10:53 Écrit par Hassan dans contemporain, Film, Politique | Lien permanent | Commentaires (0) | Tags : blackkklansman | | | |  Facebook

25/08/2018

The Dandelion Dynasty 1. The grace of kings par Ken Liu

Titre : The Dandelion Dynasty 1. The grace of kings
Auteur : Ken Liu
Éditeur : Saga Press 7 avril 2015
Pages : 640

Dara est composé de plusieurs îles avec, au centre, une grande île. L'espace est divisé entre plusieurs états ayant leurs propres spécialités. Les guerres sont nombreuses entre ces petits états et il est rare que la paix et les promesses entre les rois durent longtemps. Mais tout cela a changé lorsque le roi de Xana s'est mis à rêver. Il se demanda s'il ne serait pas mieux pour les peuples de Dara s'il n'existait qu'un seul et unique roi chargé d'unir tout le monde. Son rêve a pris forme après des années de guerre. Mais devint un cauchemar alors que son règne se transforme en tyrannie. Petit à petit, d'anciennes familles nobles et de simples personnes se mettent à rêver de rébellion. Le moment parfait arrive lorsque l'empereur meurt.

SPOILERS

Je n'ai pas apprécié ma lecture. Celle-ci fut très laborieuse. Je n'ai pas réussi à apprécier le style de l'auteur dans ce livre. J'ai eu encore plus de mal vers la moitié du roman lorsque Ken Liu décide d'utiliser la forme épistolaire, que je n'ai jamais appréciée. Mais il faut lui concéder une construction particulièrement réussie de son univers. Sans entrer dans les détails, l'auteur nous fait observer une île à un moment particulier de son histoire tout en n'oubliant pas de mettre en avant son passé et sa richesse. Les personnages naviguent dans un réseau dense de cultures et de traditions basées sur des écrits classiques. Il est rare que ces classiques ne soient pas mentionnés.

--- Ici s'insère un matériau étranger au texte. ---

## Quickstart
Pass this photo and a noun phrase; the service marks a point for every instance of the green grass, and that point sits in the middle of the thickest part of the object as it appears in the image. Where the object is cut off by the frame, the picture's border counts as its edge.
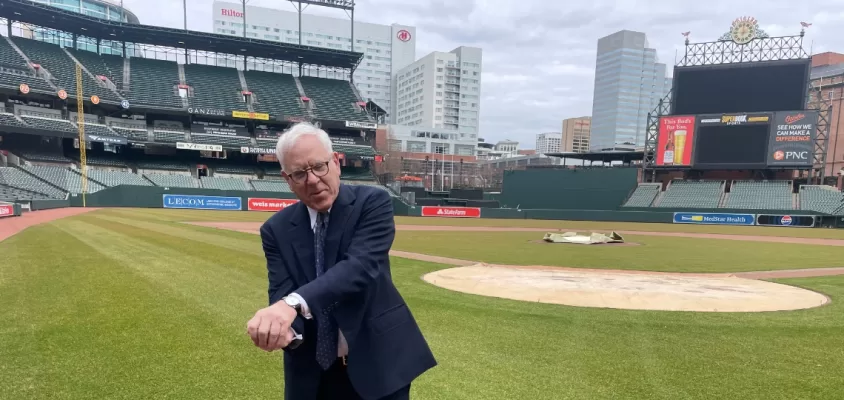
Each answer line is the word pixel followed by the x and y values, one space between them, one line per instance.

De plus, l'auteur met en avant le thème de l'humanité des dirigeants. Le roman est rempli de rois, de reines, de princes et princesses mais aussi de généraux. Ces personnages ont des points positifs mais aussi des points négatifs. Ceux-ci permettent à Ken Liu de montrer ce que le pouvoir fait aux personnes qui le reçoive. Régulièrement, des personnages modestes deviennent cruels et arrogants tandis que d'autres, moins nombreux, tentent de rester humbles. Souvent, la confiance en leurs conseillers devient de moins en moins importantes par peur des trahisons. Au fil du livre, ce sont surtout deux personnages qui montrent deux manières de diriger. Le premier, Mata Xindu, provient d'une vieille famille noble. Il veut gagner par l'honneur et par sa force et déteste la trahison et aime le passé qu'il anoblit de toutes les vertus. Gouverner ne l'intéresse par vraiment. Le second, Kuni Garu, aime gouverner et essaie d'aider le peuple à bien vivre mais il ne s'arrête pas aux trahisons et au déshonneur si cela lui permet de gagner. La lutte entre ces deux personnages est autant une lutte pour la couronne qu'une lutte idéologique.

Le roman est aussi empli de plusieurs personnages féminins qui auraient pu devenir intéressants. Certaines de ces femmes meurent rapidement après qu'on les ait rencontrées mais d'autres restent plus longuement. Malheureusement, la promesse de leur offrir une place équivalente aux personnages féminins est rapidement oubliées. Personnellement, j'aurais apprécié plus de pages du point de vue de Jia et Risana sans oublier Gin Mazoti, une stratégiste particulièrement douée.

* Malgré de nombreuses idées intéressantes je n'ai pas du tout aimé ce livre, à ma grande tristesse.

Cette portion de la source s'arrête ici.